The Story of Sushi, and Nagomi Restaurant
I got a huge craving for sushi while reading the book The Story of Sushi: An Unlikely Sage of Raw Fish and Rice. I’ve always enjoyed eating sushi, and I’d been looking for a good book on the topic. Luckily, I found it in this account from Trevor Corson. It chronicles the true story of an aspiring sushi chef who enrolls in one of the first sushi academies in the U.S. Like the fish that are turned into sushi, there are a lot of catches involved. First, the head of the academy, though Japanese, is not a classically-trained sushi chef. The head instructor is an Australian. And the “lead” character that Corson follows is *gasp* a woman!
Those first few revelations were a sure enough sign that this book would be out of the ordinary. I expected something ultra-traditional, with stories of decades-long apprenticeships under master sushi chefs, but this book was about the internationalization of sushi, so to speak. It’s no longer a strictly Japanese food, with Americanized versions such as inside-out rolls and growing numbers of non-Japanese chefs. I learned, however, that this was not necessarily a bad thing. The growing interest in sushi abroad led to better technology for nori cultivation, for instance. The mostly chauvinistic culture of eating at a sushi bar has been broken open, if not in Japan, then at least in other countries. I was surprised to learn that one of my favorite hobbies – visiting a sushi bar and eating alone – was something actively avoided by Japanese women because of traditional sexist norms.
Of course, the book balances this democratization of sushi with what is truly important – its rich history, the proper way of appreciating everything from knife skills, presentation, etiquette, even bravado. And of course, the sushi itself. What I appreciated most about this book was that in the end, despite the dual focus on traditional roots and internationalization, what is held truly important is technique.
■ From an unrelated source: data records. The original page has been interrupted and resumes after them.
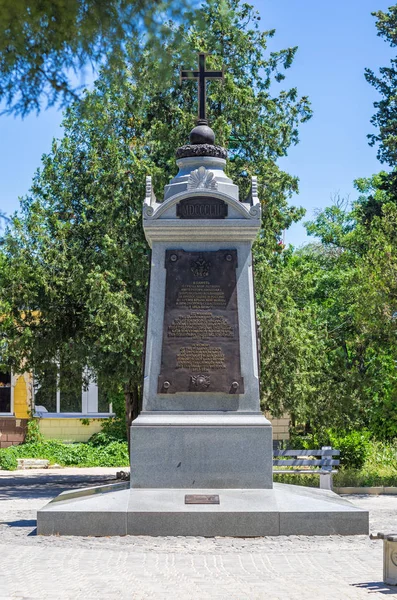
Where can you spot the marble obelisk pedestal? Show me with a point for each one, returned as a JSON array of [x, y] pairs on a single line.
[[201, 451], [201, 425]]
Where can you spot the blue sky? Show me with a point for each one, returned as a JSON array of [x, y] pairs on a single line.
[[336, 41]]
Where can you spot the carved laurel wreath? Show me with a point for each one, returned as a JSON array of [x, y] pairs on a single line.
[[200, 381], [200, 268], [201, 178]]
Hence, armed with newfound sushi knowledge, I trooped to my go-to Japanese restaurant (being the closest Japanese-run restaurant to where I live), Nagomi in El Pueblo, Ortigas. I’ll admit, I was still too shy to sit at the bar, and too broke to ask for omakase – where “ordering” is left up to the chef. I just went with my usual bowl of chirashizushi, or “scattered sushi” over rice. I like the bowl at Nagomi because the contents aren’t fixed. The chef includes the day’s fresh ingredients, so aside from the staple chirashi set ingredients, one can sample a more “exotic” fish or two. This bowl in particular, had a bountiful mix of the ubiquitous maguro, shake, tamago, kani, ebi, ika, even uni, ikura and shimesaba (pickled mackeral). In addition, it had garoupa (lapu-lapu) and hokkigai (surf clam), both of which I tried for the first time. The set comes with a bowl of miso soup, which I learned is generally sipped in Japan after eating sushi, and not as an appetizer. I also had a small jar of the house sake, even though I learned that this was not a traditional pairing with sushi.
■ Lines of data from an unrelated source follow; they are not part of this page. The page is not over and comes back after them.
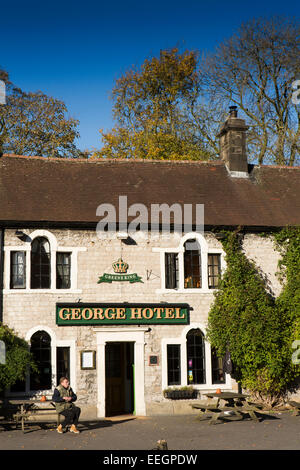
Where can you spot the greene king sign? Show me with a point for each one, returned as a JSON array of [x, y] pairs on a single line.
[[70, 314]]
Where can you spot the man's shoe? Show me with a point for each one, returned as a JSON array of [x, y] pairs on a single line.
[[59, 429], [74, 429]]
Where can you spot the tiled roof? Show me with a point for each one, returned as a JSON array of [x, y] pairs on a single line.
[[36, 189]]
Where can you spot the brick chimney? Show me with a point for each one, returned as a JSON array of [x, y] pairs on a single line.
[[233, 144]]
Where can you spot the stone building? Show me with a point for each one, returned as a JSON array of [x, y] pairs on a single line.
[[124, 314]]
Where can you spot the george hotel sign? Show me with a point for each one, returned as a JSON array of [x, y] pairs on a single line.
[[70, 314]]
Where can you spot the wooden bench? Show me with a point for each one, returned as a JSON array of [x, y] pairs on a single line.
[[20, 416], [214, 411], [296, 407]]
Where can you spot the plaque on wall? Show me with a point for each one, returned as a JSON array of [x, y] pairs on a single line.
[[88, 360]]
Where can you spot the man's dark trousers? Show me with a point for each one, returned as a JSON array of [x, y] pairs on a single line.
[[71, 416]]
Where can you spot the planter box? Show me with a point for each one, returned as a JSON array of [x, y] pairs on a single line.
[[181, 394]]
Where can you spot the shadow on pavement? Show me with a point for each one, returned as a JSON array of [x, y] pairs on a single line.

I tried to enjoy my meal with all the new information in mind. I didn’t rub my chopsticks together to take out splinters. I poured just enough soy sauce into my dish, without mixing any wasabi into it. Instead, the wasabi was dabbed onto one edge of the fish, with the other edge dipped into the soy sauce. I tried not to get any rice into the sauce dish, rested my chopsticks on the hashioki instead of sticking them into the bowl, and made sure to finish every grain of rice and drop of soy sauce. I learned from the book that the Japanese believed that there are seven gods residing in every grain of rice, so I thought it best not to offend these little deities, carbs be damned. While all these rules seem a bit strict, they actually helped me enjoy the entire experience more. I have a deeper respect for the chef who prepares my meal and the animals and grains that nourish me body and spirit with their lives. You may think I’m exaggerating, but I always found good sushi to be a religious experience. I guess reading The Story of Sushi just affirmed that.
Another dish Nagomi executes well is their tenzaru soba set. Buckwheat noodles served cold and dunked into a dipping sauce and slurped, along with a few pieces of ebi and eggplant tempura. Light on the tongue and perfect for a hot day, but very filling. I’ve tried this at the cheap Japanese chains and wouldn’t recommend it to anyone. Now that I’ve mentioned it, the same goes for cheap sushi, of course.
I’m planning to go on an omakase meal soon (which is different from saying that I’m going to have a meal at Omakase). I already have the perfect restaurant/s in mind, and I’ll be sure to bring some Japanese craft beer with me. I’m sure the experience will be fantastic as always. Quality ingredients, simple but technically-sound preparation, subdued yet elegant presentation: these are the hallmarks of Japanese cuisine. I can’t wait.